How we’re supporting you in your studies in 2020/21

We understand that these are uncertain times, but please be assured that we have a number of measures which can help you either if there has been a specific disadvantage to you as an individual or as part of a group.

Capping has been removed from the regulations for resits and retakes

The University is no longer capping overall module marks for resits and retakes, unless a module mark is already capped.

You can still submit coursework late up to 24 hours after the deadline

But please note that the mark penalty for using the 24 hour window remains. Marks for late coursework submitted in the 24 hour window are reduced to the pass mark (40% in the case of levels 0-3 and 50% for level M).

Assessment support

If you’re struggling with any upcoming assessment deadlines check the assessment support options to find out what help is available to you.

Want some time out from your studies?

If you wish to temporarily suspend your studies, book an appointment with a Student Support Adviser via an Information Point.
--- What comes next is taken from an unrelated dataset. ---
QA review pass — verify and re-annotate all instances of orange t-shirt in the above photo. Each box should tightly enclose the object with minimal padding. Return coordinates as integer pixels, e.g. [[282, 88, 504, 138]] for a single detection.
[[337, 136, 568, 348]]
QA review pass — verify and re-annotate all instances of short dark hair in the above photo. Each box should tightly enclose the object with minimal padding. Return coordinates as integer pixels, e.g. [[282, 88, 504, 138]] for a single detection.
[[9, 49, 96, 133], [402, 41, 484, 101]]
They can talk you through your options and explain what happens next.

Cohort adverse circumstances

We have a process called cohort adverse circumstances for when a group of students has been particularly affected during an assessment.

Summary of the changes to the academic regulations

If you would like to see how this year’s regulations are different to last year’s please take a look at the table towards the bottom of our alternative academic regulations webpage.

Financial support

If you need some financial support during your studies, we have different funds that you can access.

Support over the Christmas Vacation

Our Holiday Closure webpage has been updated to reflected all the support, opening hours and activities that will be taking place during the closure. Please signpost students to this information.